Время подвести итоги: смерть и самоубийство являются, согласно Достоевскому, нарушением миропорядка, который может сохраняться лишь тогда, когда человек и общество верят в Бога и крепко придерживаются этой веры в Бога и Христа. В противном случае он подвергается опасности устранения и замены на "мирской" порядок, который допускает в крайнем случае и смерть, и убийство, и самоубийство.

Ставрогин, который потерял веру в Бога и не может найти пути назад, возвращается из Швейцарии в Россию.

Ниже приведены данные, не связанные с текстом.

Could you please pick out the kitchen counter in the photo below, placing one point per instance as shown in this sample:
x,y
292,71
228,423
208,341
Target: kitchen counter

В конце романа он висит как гражданин кантона Ури, по формулировке Достоевского, на своем шелковом шнурке под потолком (516).

Для Достоевского заграница символично приравнивается к смерти. Ставрогин хотел обосноваться в Швейцарии и стал гражданином кантона Ури. Тем самым он был потерян для России, так как окончательно отверг русского Бога и, в универсуме Достоевского, был освящен смертью, которую сам же и инсценировал. Хотел ли автор тем самым окончательно отречься от своей «темной» стороны – к которой относится неверие и сомнение, незнание меры, стремление во всем дойти до крайней черты (все – признания автора) – одним «acte gratuit», волевым поступком независимого человека (все четыре персонажа, о которых здесь шла речь, ищут и находят смерть)? Мы вправе, как мне кажется, это предположить. В образах Кириллова, Стахова, Верховенского младшего, Ставрогина и Степана Трофимовича Верховенского манифестируется внутренняя сущность самого автора во всей своей противоречивости.